We are all so frail, fragile, complicated machines
that can do so many things.
Yet upon spending any time at all in a hospital
we make these silent pronouncements,
these proclamations,
“I will never pass this way.”
And, “I will not be such a burden.”
And, “I will not ask my family to do this and that.”
But in the end I realize that those words are hollow, meaningless.
I don’t have control of that either,
and when my machinery gives out,
I will ask a stranger, the nurse,
to help turn me over,
a family member to put a pillow behind my head,
stretch my foot (clad in tube sock and smaller, frailer than I thought it'd be).
Does dignity have meaning?
Are vows hot air?

My body, in its long slow decay, surrenders to mechanical failure.
That is my realization
not bitter betrayal.
Words forgotten.
Letters that couldn’t be typed fast enough,
and a period placed, then erased, then replaced
as the words (once so clear at 4:01 a.m.) just decay
and no longer betray the once clear thought.

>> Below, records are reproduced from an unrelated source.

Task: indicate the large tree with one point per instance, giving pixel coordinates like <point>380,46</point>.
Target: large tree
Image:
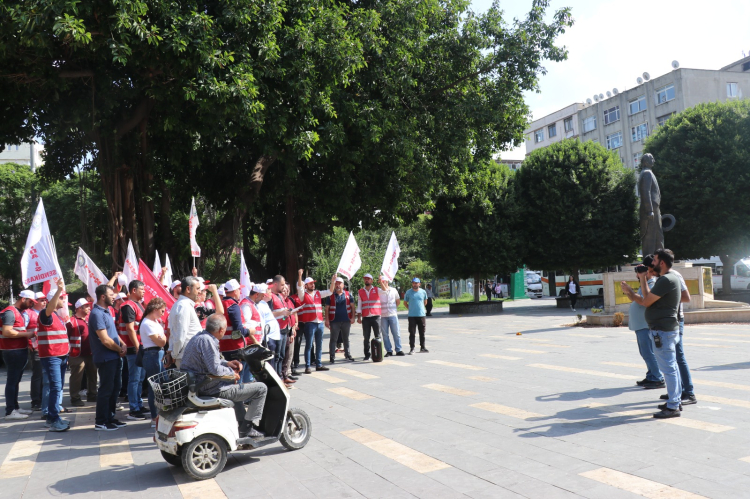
<point>702,162</point>
<point>578,207</point>
<point>474,235</point>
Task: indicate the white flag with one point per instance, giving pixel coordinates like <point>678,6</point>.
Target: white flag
<point>350,260</point>
<point>130,269</point>
<point>245,282</point>
<point>193,224</point>
<point>157,267</point>
<point>390,260</point>
<point>88,272</point>
<point>39,260</point>
<point>167,277</point>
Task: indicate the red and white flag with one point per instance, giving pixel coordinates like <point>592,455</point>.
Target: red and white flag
<point>351,260</point>
<point>88,272</point>
<point>390,261</point>
<point>130,269</point>
<point>39,260</point>
<point>193,224</point>
<point>245,282</point>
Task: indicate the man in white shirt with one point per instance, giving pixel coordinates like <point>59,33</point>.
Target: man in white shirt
<point>389,302</point>
<point>183,320</point>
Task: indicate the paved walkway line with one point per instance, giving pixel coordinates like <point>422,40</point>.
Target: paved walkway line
<point>590,372</point>
<point>115,452</point>
<point>507,411</point>
<point>21,459</point>
<point>326,377</point>
<point>460,366</point>
<point>504,357</point>
<point>619,411</point>
<point>196,489</point>
<point>349,393</point>
<point>421,463</point>
<point>449,389</point>
<point>356,374</point>
<point>638,485</point>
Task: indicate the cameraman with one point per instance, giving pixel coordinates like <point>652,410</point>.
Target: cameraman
<point>662,302</point>
<point>637,322</point>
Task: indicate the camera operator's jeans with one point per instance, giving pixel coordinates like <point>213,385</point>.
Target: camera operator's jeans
<point>687,381</point>
<point>646,349</point>
<point>666,357</point>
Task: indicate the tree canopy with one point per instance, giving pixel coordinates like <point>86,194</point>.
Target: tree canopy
<point>702,162</point>
<point>578,207</point>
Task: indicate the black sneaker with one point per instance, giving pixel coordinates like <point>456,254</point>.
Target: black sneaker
<point>105,427</point>
<point>664,407</point>
<point>653,385</point>
<point>667,413</point>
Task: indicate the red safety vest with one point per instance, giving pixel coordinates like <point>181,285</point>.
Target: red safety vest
<point>370,303</point>
<point>53,339</point>
<point>332,306</point>
<point>255,316</point>
<point>33,326</point>
<point>279,303</point>
<point>312,308</point>
<point>226,343</point>
<point>122,331</point>
<point>19,325</point>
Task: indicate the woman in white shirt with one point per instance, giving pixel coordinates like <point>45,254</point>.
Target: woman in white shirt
<point>153,339</point>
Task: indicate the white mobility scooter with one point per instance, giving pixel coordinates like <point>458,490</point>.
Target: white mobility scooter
<point>198,432</point>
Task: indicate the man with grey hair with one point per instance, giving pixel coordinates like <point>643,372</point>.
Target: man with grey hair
<point>183,320</point>
<point>201,357</point>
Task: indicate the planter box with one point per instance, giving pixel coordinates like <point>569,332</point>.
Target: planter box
<point>481,307</point>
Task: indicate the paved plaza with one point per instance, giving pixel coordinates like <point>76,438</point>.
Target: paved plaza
<point>552,413</point>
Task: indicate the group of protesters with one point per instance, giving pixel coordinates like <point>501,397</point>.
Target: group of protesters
<point>113,341</point>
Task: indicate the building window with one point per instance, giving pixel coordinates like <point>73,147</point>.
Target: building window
<point>611,115</point>
<point>665,94</point>
<point>589,124</point>
<point>639,132</point>
<point>638,105</point>
<point>663,119</point>
<point>637,159</point>
<point>614,140</point>
<point>568,123</point>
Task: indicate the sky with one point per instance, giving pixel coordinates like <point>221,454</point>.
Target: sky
<point>613,42</point>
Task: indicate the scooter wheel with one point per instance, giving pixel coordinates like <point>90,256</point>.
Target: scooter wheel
<point>297,430</point>
<point>171,458</point>
<point>204,457</point>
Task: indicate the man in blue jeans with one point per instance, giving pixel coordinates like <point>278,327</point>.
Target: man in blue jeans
<point>662,302</point>
<point>107,352</point>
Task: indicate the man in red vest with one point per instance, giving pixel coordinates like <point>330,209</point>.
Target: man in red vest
<point>80,355</point>
<point>53,353</point>
<point>131,313</point>
<point>368,312</point>
<point>311,318</point>
<point>13,343</point>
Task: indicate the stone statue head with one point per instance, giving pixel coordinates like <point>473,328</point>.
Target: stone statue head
<point>647,161</point>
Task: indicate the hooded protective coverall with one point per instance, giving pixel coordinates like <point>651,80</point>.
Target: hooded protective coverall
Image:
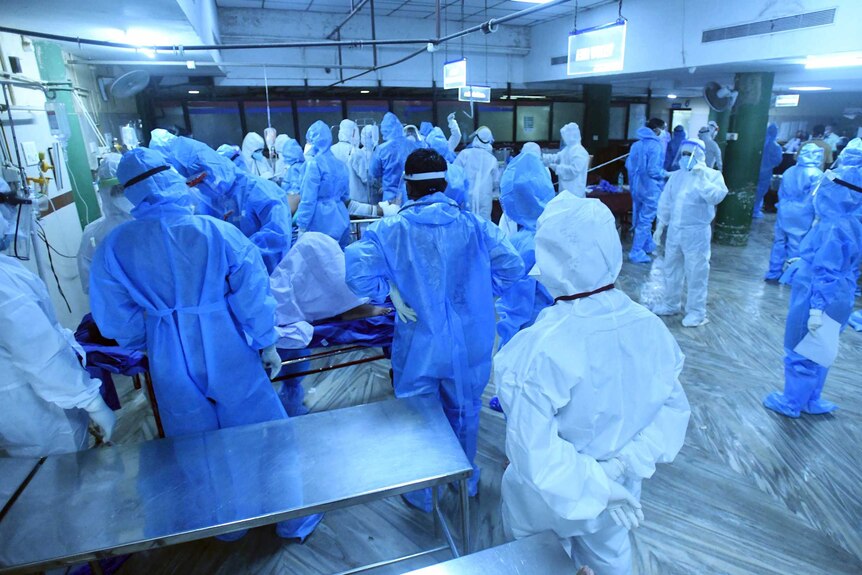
<point>768,162</point>
<point>254,205</point>
<point>449,265</point>
<point>324,188</point>
<point>387,162</point>
<point>252,152</point>
<point>525,189</point>
<point>570,163</point>
<point>115,211</point>
<point>795,208</point>
<point>193,292</point>
<point>823,282</point>
<point>482,171</point>
<point>646,159</point>
<point>686,209</point>
<point>594,380</point>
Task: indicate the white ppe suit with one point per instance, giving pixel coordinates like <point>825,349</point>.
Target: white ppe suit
<point>594,380</point>
<point>686,208</point>
<point>571,163</point>
<point>115,211</point>
<point>482,171</point>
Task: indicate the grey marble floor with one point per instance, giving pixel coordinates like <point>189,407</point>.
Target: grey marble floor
<point>750,493</point>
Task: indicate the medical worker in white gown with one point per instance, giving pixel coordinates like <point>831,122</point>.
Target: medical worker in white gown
<point>591,393</point>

that you transcribed this day.


                The initial guess that the loss of feeling in his legs being due to not being able to lie down was wrong.  His prostate cancer had metastasized and there was large tumor pressing on a nerve that ran down to his legs. They removed the tumor, but the damage had already been done and my father's days of playing golf were over.
[Golf]
                It seems silly characterizing the complications and further damage as meaning nothing more than the end of a hobby, but golf was part and parcel of who my father was.  He'd always played golf and sold me on Deming because he could play in the winter.   With the question now being, "Is he ever going to walk again?" the question, "Why Deming?"  was answered in new way. They were in Deming because he could play golf.   And if he couldn't play golf, let alone walk, there was no reason to stay.
                A few more phone calls and it was decided.  My parents would move up to Greeley, a few blocks away from my oldest sister.  My other two sisters were in Denver, about an hour away, so, to me, the move made perfect sense. 
                In time, some of his mobility would return, but he’d walk positively shaky.   He'd never regain the balance he had before and certainly grew more dependent.   The transformation was more than physical, for both my parents.   Clearly, they need help now, and their independence, once prized, they shrugged off.   Still gracious, but not so proud.  
                I find myself, upon visiting them, insisting that my mother give me a list of things they need done.  Inevitably, it involves moving furniture, crawling under desks, scaling ladders, all those things that my father just can't do anymore.   He's grateful, communicates what he wants, and doesn't seem to mind the shortcuts I inevitably take.    It just seems like old age just suddenly caught up to them.   Maybe old age catches us all?